Irene Augusta Moore West

 

Biographical Database of Black Woman Suffragists

Biographical Sketch of Irene Augusta Moore West, 1890-1975

 

By Lisa Hendrickson, Independent Historian

Irene Augusta Moore was born September 30, 1890 in Perry County, Alabama to Marshall J. Moore (1857-1922) and Agnes Violet McClain Moore (1863-1935). Both of her parents were school teachers and the family, including Irene and her siblings Inez, Henry, Scott, Edgar, and Albertine, lived at 720 Jackson Street in Montgomery, AL. Irene graduated from Alabama State Normal College, now Alabama State University and also attended Tuskegee and Hampton Institutes. After graduating, she became a teacher and continued to live at home. On October 7, 1915 she married Dr. Alexander Wayman West, a wealthy dentist who owned his own practice. Born March 22, 1883 in Alabama to Reverend Greene B. West and Elvia Edward West, Alexander completed his undergraduate schooling at Knoxville College and then graduated from Meharry Medical and Dental College in 1911. When Alexander registered for the WWI draft in 1918, they were living with his parents at 830 East Grove in Montgomery, AL. They had three children, Alexander W., Jr. (1917-1988), Irene B. (1919-2021), and Marshall Greenberry West (1918-1919). By 1930 they owned a home at 713 South Jackson Street, also in Montgomery.

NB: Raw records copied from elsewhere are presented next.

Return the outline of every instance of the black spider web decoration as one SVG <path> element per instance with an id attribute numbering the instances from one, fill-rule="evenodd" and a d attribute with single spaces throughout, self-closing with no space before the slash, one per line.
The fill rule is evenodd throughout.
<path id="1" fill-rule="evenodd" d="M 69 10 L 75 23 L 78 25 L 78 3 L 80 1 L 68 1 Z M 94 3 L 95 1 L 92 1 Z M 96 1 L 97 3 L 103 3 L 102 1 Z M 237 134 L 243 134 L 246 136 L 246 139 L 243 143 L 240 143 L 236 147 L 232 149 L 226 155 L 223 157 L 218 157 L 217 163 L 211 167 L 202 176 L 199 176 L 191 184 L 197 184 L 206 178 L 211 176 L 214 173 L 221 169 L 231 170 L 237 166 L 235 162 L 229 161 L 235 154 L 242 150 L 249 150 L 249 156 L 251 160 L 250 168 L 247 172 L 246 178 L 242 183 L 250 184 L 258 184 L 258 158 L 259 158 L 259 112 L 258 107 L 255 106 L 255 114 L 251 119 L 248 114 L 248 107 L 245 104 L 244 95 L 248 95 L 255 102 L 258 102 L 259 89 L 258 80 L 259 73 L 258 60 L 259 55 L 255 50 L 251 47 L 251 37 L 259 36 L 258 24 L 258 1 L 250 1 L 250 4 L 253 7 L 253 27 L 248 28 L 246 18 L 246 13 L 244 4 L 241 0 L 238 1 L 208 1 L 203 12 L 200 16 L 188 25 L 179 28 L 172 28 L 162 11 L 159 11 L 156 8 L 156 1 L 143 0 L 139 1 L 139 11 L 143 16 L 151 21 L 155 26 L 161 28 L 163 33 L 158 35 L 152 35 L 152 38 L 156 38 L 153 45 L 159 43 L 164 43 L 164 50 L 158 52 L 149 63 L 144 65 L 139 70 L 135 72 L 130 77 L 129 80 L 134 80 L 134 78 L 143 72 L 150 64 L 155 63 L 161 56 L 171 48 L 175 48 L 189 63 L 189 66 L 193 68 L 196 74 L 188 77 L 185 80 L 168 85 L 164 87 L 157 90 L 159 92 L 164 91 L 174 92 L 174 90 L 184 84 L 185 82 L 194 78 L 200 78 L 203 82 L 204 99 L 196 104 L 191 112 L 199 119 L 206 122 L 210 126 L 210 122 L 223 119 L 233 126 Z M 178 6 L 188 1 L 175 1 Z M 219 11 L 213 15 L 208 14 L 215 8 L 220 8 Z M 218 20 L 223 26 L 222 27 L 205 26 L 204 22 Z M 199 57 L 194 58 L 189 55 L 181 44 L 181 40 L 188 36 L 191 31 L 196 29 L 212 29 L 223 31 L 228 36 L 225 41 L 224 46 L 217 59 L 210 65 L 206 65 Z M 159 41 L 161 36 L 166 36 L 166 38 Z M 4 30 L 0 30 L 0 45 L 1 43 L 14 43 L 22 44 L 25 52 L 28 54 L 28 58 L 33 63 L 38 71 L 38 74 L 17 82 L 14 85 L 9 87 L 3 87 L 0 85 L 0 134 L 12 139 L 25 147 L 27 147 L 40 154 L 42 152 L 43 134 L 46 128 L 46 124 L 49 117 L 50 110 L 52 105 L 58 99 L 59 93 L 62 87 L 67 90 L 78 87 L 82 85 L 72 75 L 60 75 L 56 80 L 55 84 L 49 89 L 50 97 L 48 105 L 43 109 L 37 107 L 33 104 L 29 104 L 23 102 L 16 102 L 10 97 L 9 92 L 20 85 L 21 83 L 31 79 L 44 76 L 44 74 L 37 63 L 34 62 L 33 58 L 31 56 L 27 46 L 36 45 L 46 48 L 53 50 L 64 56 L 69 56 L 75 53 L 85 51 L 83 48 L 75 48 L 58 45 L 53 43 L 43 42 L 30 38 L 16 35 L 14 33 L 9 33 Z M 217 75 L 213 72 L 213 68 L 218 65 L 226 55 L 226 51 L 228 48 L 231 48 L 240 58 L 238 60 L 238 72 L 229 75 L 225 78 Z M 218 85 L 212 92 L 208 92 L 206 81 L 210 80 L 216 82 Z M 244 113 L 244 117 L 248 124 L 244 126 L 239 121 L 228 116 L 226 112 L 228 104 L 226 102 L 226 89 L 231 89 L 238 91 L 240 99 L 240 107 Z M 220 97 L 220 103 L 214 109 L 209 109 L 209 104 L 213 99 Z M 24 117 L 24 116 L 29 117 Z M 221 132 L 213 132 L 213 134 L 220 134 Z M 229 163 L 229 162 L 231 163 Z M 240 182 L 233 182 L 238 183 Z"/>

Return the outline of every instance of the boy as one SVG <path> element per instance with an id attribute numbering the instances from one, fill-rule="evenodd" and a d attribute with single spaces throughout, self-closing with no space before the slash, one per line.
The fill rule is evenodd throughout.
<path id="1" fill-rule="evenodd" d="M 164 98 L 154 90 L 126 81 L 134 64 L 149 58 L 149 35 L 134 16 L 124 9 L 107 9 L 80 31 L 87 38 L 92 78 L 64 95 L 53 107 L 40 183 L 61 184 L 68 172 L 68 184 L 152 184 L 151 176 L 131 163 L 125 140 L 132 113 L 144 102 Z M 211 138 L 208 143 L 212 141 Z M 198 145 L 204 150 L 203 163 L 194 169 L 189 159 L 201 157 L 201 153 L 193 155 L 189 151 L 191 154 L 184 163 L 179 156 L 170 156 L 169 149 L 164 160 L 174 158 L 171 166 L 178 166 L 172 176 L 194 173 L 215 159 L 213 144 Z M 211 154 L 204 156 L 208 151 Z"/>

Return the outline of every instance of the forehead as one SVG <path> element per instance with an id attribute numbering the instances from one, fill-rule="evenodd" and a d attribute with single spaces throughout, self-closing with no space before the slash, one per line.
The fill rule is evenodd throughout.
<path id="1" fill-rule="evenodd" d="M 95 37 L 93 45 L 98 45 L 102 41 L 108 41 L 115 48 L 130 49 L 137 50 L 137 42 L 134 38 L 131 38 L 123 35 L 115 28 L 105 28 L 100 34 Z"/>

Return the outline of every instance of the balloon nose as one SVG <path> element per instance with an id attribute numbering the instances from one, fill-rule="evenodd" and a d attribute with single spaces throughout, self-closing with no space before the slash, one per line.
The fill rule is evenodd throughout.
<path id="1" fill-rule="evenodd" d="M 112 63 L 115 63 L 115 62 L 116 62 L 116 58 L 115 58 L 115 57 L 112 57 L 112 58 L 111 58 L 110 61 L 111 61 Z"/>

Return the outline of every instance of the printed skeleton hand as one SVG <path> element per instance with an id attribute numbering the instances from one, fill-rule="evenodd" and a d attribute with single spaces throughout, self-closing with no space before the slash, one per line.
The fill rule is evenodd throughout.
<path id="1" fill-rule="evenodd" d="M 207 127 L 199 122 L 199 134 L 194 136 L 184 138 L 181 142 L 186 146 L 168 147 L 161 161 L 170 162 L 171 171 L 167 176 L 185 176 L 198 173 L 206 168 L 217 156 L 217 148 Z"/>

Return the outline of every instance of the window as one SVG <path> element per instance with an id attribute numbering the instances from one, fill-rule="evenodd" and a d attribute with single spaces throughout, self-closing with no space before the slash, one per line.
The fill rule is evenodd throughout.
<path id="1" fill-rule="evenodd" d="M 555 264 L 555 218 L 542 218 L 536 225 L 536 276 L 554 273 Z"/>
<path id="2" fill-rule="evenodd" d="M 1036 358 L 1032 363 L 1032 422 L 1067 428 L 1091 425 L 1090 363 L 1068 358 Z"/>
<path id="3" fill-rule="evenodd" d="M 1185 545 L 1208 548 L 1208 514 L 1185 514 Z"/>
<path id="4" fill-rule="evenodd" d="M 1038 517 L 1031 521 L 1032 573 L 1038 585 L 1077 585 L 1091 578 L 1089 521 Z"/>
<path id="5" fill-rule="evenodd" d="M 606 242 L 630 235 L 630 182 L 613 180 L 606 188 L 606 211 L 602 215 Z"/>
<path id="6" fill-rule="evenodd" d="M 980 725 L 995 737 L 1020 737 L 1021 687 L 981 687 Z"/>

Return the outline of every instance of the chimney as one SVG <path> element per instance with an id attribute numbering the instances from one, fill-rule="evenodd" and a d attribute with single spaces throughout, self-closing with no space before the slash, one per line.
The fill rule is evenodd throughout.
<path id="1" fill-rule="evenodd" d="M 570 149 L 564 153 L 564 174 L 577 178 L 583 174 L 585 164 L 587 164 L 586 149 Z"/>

As was the case across the South, the road to gaining suffrage for Black women in Alabama took many years to achieve. After a stall on early efforts in Alabama, woman suffrage picked up momentum in the 1910s. The Selma Suffrage League was created in 1910, followed by the creation of the Birmingham Equal Suffrage League in 1911. On October 9, 1912, Alabama suffragists formed a statewide group called the Alabama Equal Suffrage Association (AESA) by combining the Selma Suffrage League and the Birmingham Equal Suffrage League. The AESA was affiliated with the National American Woman Suffrage Association (NAWSA) and established its headquarters in Birmingham. The Alabama Federation of Colored Women's Clubs was created in 1910 and fought for woman suffrage in addition to working on other issues to improve the lives of people in their community. As the Alabama State Legislature was considering the Nineteenth Amendment in July of 1919, suffragists from all over Alabama traveled to Montgomery to lobby for woman suffrage. Due to the influence of strong anti-suffrage opponents and key senators, the amendment was rejected on July 17, 1919. Not a lot is known about Irene's suffrage involvement, but given her activist spirit, it is possible that she was part of the suffrage lobbying group. Later in life she was involved with the League of Women Voters.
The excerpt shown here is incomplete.